E agora, que o domingo se foi, voltamos a exercitar a imensa capacidade humana de ficarmos invisíveis – não por fora, não aos olhos dos outros – mas por dentro.
Invisíveis por dentro, feito palha que se derrete na chuva grossa e deixa pingar um fio rastro da sua minguada existência. Agora não é mais hora de existir – deixe disso.
No fundo, no fundo, é bom: são férias. As férias reais. As férias possíveis; férias de nós mesmos. Feito as colhedoras de algodão cansadas e com mãos de lixa que, enquanto colhiam as nuvens, se fingiam de princesas, de amantes do duque, de pilotos de avião. Mesmo quando não existia avião.
É possível sonhar com o que não existe ou ainda não foi inventado.
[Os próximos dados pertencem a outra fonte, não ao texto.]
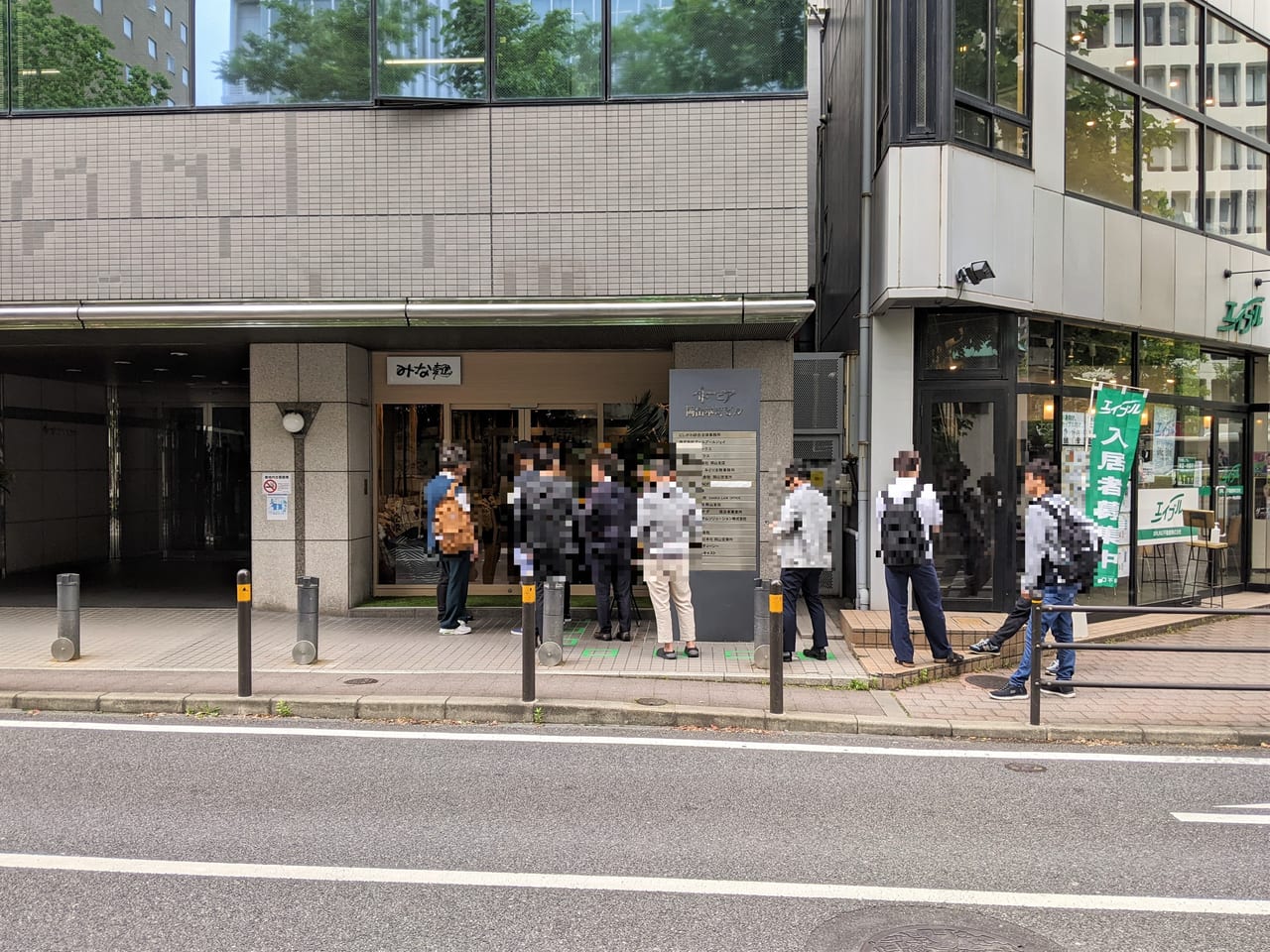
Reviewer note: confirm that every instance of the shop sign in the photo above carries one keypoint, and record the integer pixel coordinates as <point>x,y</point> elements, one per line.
<point>1243,320</point>
<point>1112,448</point>
<point>1160,515</point>
<point>426,370</point>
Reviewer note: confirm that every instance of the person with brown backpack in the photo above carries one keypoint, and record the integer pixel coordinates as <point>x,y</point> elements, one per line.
<point>451,522</point>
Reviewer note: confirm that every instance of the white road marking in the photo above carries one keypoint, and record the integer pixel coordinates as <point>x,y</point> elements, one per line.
<point>1247,819</point>
<point>636,884</point>
<point>593,740</point>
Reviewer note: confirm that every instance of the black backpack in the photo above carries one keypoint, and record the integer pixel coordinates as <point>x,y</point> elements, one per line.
<point>903,539</point>
<point>1080,537</point>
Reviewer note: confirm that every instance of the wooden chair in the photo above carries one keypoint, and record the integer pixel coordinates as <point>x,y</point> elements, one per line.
<point>1203,552</point>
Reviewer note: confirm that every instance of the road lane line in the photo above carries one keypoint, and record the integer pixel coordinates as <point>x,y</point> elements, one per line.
<point>635,884</point>
<point>1245,819</point>
<point>594,740</point>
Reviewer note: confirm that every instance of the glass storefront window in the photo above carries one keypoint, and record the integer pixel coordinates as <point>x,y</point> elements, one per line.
<point>1037,350</point>
<point>1170,167</point>
<point>681,49</point>
<point>1259,503</point>
<point>1100,140</point>
<point>409,443</point>
<point>961,343</point>
<point>1096,353</point>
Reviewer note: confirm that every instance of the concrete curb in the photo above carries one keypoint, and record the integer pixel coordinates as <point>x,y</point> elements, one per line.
<point>484,710</point>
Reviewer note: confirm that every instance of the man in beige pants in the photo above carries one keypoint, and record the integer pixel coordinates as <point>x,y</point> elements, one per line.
<point>667,525</point>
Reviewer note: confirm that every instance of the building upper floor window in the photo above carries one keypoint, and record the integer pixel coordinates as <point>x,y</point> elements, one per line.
<point>991,75</point>
<point>318,51</point>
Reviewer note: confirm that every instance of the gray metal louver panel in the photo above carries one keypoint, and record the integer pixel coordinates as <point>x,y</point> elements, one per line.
<point>817,393</point>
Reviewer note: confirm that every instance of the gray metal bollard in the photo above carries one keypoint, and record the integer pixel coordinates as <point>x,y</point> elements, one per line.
<point>66,645</point>
<point>307,620</point>
<point>552,651</point>
<point>762,651</point>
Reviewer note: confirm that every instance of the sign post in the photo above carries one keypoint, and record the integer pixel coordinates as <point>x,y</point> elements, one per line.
<point>1112,449</point>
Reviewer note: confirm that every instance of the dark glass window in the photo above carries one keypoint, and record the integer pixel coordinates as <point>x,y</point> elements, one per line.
<point>989,75</point>
<point>961,343</point>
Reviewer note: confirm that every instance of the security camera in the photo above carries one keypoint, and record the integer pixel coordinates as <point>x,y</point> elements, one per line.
<point>974,273</point>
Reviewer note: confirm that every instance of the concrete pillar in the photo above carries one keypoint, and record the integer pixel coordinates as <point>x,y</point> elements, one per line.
<point>331,537</point>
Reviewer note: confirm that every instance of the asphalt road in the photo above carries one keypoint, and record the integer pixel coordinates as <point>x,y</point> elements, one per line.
<point>238,834</point>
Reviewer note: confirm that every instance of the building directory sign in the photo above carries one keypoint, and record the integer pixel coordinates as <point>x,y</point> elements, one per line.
<point>714,424</point>
<point>1112,449</point>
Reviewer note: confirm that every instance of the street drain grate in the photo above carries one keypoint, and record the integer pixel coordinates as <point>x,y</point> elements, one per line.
<point>1025,767</point>
<point>935,938</point>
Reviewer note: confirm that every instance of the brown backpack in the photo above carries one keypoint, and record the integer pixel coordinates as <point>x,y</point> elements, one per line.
<point>452,526</point>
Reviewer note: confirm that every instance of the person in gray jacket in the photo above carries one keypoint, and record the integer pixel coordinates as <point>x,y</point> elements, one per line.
<point>667,525</point>
<point>804,539</point>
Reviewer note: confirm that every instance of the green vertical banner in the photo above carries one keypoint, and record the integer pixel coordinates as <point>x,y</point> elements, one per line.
<point>1112,449</point>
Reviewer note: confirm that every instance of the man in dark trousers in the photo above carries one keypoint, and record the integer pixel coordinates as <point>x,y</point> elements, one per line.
<point>803,531</point>
<point>607,521</point>
<point>907,516</point>
<point>547,517</point>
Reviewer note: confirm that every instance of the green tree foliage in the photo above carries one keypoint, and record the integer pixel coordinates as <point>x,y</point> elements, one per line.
<point>553,58</point>
<point>318,55</point>
<point>63,63</point>
<point>711,46</point>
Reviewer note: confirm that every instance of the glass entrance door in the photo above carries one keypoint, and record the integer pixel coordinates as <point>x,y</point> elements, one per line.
<point>962,445</point>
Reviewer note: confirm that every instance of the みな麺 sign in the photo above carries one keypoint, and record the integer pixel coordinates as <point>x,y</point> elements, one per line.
<point>426,370</point>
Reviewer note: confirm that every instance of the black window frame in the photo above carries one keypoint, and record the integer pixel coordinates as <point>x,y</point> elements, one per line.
<point>1206,212</point>
<point>989,109</point>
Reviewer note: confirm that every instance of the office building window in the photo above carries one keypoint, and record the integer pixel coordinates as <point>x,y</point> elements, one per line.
<point>1100,140</point>
<point>1255,84</point>
<point>989,75</point>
É como desenhamos o futuro. É o sonho dolorido do pobre anulado que inventa as coisas todas. Não é a mão do inventor. Não é a fábrica.
O mundo, as casas, as cercas de arame que não encobrem a vista do pasto, o gado, os prédios, os andaimes: tudo que existe.
Tudo que há já esteve, um dia, feito pássaro arisco escapulindo do poleiro, encarapitado na mente emplumada do pobre cansado, inventando um mundo onde seu corpo, e não só sua imaginação, pode ser livre.
A imaginação não liberta o corpo, mas descansa o peso da pena que não é feita de pluma. Descansa o penar. Transforma a penúria em nome de pássaro bonito e invisível – só quem vê é quem nasceu pra se anular por fora e se desenhar por dentro.
Outro tipo de risco, outro tipo de tempo.